RE: Questions on ZWNBS - for line initial holam plus alef

From: Kenneth Whistler (kenw@sybase.com)
Date: Wed Aug 06 2003 - 16:19:34 EDT

  • Next message: Doug Ewell: "Re: Display of Isolated Nonspacing Marks (was Re: Questions on ZWNBS...)"

    Kent Karlsson responded:

    > > > I see no particular *technical* problem with using WJ, though. In
    > > > contrast
    > > > to the suggestion of using CGJ (re. another problem)
    > > anywhere else but
    > > > at the end of a combining sequence. CGJ has combining class
    > > 0, despite
    > > > being invisible and not ("visually") interfering with any other
    > > > combining
    > > > mark. Using CGJ at a non-final position in a combining sequence puts
    > > > in doubt the entire idea with combining classes and normal forms.
    > >
    > > Why?
    >
    > See above (I DID write the motivation!).

    I guess that I did not (and still do not) see the motivation for
    your final statement.

    > Combining classes are generally
    > assigned according to "typographic placement". Combining characters
    > (except those that are really letters) that have the "same" placement,
    > and "interfere typographically" are assigned the same combining class,
    > while those that don't get different classes, and the relative order is
    > then considered unimportant (canonically equivalent). How is then,
    > e.g. <a, ring above, cgj, dot below> supposed to be different from
    > <a, dot below, cgj, ring above> (supposing all involved characters
    > are fully supported), when <a, ring above, dot below> is NOT
    > supposed to be much different from <a, dot below, ring above>
    > (them being canonically equivalent)? An invisible combining character
    > does not interfere typographically with anything, it being invisible!
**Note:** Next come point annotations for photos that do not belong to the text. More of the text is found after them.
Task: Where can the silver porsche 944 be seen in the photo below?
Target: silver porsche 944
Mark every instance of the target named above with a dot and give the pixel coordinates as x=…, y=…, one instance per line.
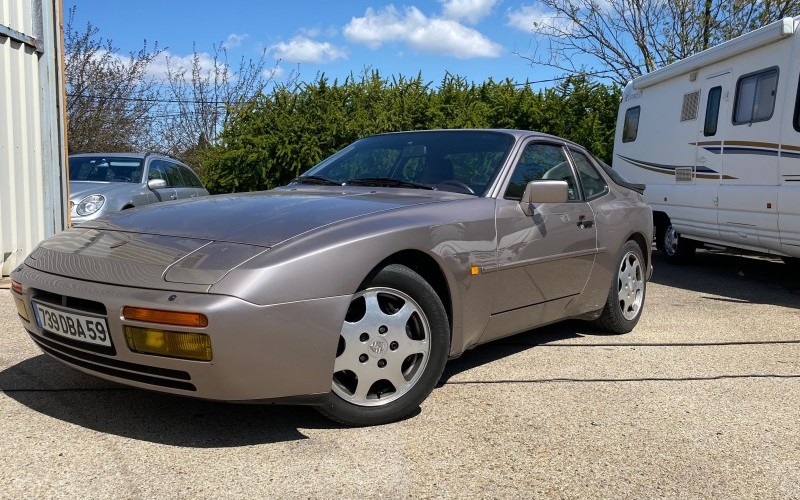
x=352, y=286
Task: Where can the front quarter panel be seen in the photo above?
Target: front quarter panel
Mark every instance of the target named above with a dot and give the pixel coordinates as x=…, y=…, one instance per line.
x=335, y=260
x=620, y=216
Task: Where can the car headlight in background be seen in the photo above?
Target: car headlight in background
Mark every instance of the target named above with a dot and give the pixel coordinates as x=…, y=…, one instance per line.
x=90, y=204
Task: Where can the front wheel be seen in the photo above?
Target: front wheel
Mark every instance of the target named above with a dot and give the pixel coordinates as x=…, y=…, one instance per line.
x=626, y=295
x=392, y=350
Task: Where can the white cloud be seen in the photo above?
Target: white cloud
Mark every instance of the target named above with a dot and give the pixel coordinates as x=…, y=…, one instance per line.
x=431, y=35
x=304, y=49
x=273, y=73
x=470, y=11
x=158, y=68
x=528, y=16
x=234, y=40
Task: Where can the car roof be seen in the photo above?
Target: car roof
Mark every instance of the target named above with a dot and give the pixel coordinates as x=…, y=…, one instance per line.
x=517, y=133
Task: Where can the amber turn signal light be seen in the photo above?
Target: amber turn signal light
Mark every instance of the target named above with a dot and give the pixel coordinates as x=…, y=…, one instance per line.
x=195, y=346
x=176, y=318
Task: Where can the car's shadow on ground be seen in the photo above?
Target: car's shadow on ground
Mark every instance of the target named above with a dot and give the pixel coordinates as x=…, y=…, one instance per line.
x=147, y=416
x=502, y=348
x=47, y=387
x=733, y=277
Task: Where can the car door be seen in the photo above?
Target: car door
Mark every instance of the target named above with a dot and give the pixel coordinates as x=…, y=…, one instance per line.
x=156, y=171
x=544, y=258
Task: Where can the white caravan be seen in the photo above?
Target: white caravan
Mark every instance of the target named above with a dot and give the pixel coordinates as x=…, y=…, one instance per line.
x=716, y=140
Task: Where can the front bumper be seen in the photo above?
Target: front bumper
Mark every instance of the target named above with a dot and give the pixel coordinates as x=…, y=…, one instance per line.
x=259, y=352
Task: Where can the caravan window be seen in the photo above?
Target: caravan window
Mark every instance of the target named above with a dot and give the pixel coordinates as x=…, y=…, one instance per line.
x=631, y=126
x=797, y=109
x=712, y=111
x=755, y=97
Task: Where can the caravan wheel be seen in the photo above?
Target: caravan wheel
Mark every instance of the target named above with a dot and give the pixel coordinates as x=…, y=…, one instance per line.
x=676, y=249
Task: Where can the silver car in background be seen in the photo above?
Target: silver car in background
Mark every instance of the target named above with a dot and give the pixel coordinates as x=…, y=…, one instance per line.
x=102, y=183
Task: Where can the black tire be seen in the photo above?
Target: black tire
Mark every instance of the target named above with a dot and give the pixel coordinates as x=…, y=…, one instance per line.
x=626, y=295
x=675, y=248
x=396, y=323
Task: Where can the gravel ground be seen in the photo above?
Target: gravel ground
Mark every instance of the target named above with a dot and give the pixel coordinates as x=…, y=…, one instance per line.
x=699, y=401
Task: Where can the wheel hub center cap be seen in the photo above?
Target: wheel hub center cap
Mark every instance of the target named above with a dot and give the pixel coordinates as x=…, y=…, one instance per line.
x=378, y=347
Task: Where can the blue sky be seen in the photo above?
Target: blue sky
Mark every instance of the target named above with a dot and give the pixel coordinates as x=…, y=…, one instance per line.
x=476, y=39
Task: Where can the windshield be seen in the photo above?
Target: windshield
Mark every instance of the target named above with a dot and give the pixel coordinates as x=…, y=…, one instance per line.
x=447, y=160
x=105, y=169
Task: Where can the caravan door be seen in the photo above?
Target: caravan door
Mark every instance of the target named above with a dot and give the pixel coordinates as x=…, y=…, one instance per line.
x=709, y=159
x=747, y=200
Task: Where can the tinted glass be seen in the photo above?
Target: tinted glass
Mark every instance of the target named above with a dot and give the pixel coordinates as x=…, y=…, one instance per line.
x=189, y=177
x=796, y=120
x=156, y=171
x=105, y=169
x=755, y=97
x=541, y=161
x=593, y=183
x=471, y=158
x=630, y=128
x=173, y=175
x=712, y=111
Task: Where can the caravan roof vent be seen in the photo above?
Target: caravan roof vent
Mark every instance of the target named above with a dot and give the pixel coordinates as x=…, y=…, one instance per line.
x=691, y=102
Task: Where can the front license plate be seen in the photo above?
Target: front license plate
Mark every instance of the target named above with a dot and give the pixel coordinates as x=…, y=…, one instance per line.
x=75, y=326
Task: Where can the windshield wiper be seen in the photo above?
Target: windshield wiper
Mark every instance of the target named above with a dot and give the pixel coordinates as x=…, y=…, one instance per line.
x=386, y=182
x=316, y=179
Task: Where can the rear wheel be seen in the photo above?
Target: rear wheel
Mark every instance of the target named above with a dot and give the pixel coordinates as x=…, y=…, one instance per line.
x=626, y=295
x=675, y=248
x=392, y=350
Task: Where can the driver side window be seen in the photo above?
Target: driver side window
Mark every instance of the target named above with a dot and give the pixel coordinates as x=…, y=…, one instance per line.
x=541, y=161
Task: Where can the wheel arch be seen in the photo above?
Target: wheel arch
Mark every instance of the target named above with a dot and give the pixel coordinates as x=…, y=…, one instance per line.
x=644, y=246
x=427, y=267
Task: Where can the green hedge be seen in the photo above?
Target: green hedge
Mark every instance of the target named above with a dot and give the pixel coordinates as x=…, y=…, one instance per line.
x=276, y=137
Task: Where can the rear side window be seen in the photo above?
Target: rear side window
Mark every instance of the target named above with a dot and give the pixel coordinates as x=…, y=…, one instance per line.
x=631, y=126
x=755, y=97
x=591, y=180
x=712, y=111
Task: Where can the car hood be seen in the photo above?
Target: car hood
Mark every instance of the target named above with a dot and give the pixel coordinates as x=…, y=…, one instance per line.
x=79, y=190
x=192, y=245
x=264, y=218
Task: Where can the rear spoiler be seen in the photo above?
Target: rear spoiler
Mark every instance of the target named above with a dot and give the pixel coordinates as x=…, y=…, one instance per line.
x=639, y=188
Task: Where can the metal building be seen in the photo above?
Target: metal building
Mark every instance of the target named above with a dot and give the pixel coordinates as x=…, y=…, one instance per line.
x=33, y=156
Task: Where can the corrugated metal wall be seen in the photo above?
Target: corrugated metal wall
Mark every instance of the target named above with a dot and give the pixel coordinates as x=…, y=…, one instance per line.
x=32, y=127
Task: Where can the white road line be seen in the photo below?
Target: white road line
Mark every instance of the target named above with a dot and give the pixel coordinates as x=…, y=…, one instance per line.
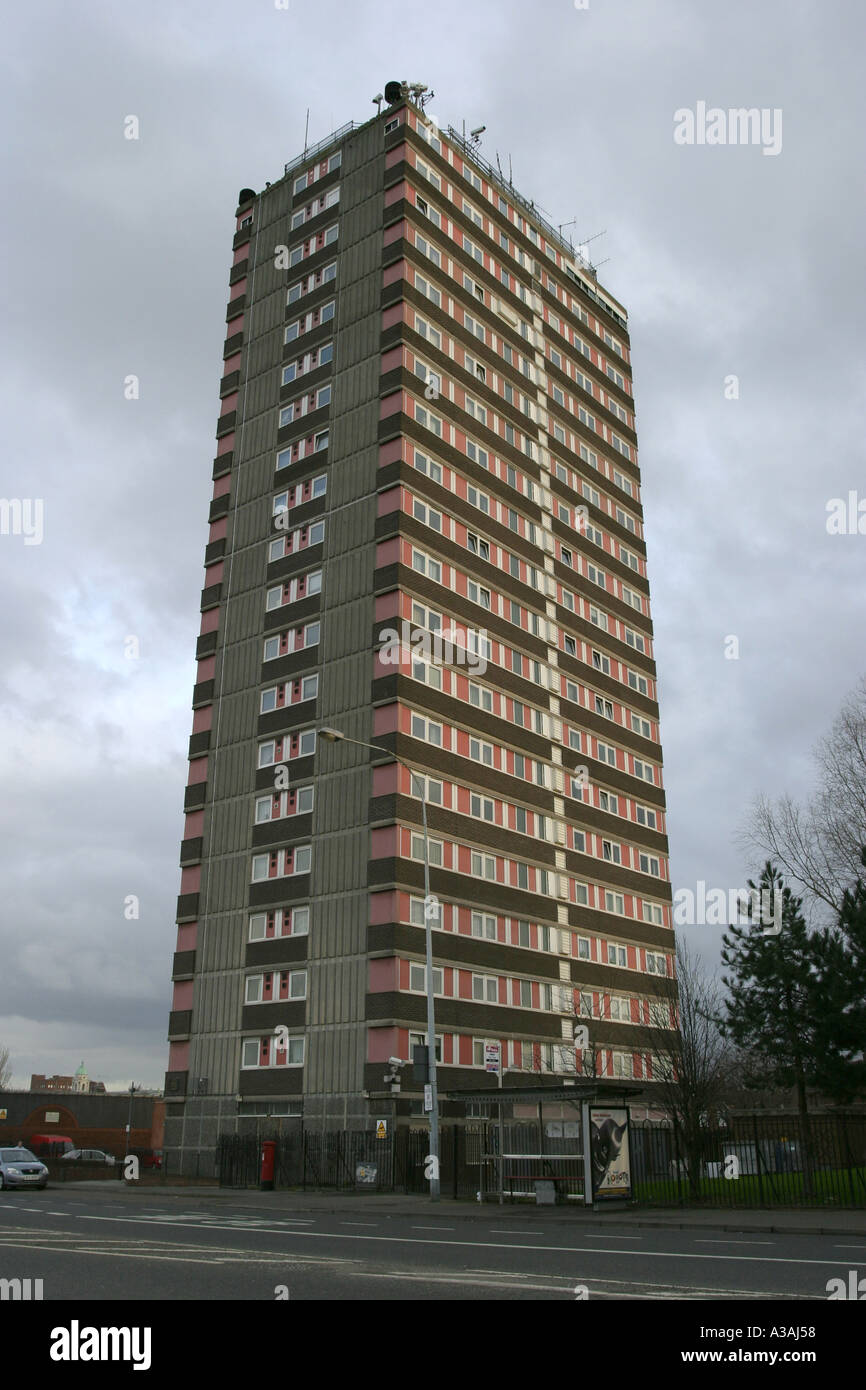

    The same thing can be said about any inserted invisible character,
    combining or not.

    How is: <a, ring above, null, dot below> supposed to be different from
            <a, dot below, null, ring above>
            
    How is: <a, ring above, LRM, dot below> supposed to be different from
            <a, dot below, LRM, ring above>
            
    In display, they might not be distinct, unless you were doing some kind of
    show-hidden display. Yet these sequences are not canonically
    equivalent, and the presence of an embedded control character or an
    embedded format control character would block canonical reordering.

    Of course, they *might* be distinct in rendering, depending on
    what assumptions the renderer makes about default ignorable
    characters and their interaction with combining character sequences.
    But you cannot depend on them being distinct in display -- the
    standard doesn't mandate the particulars here.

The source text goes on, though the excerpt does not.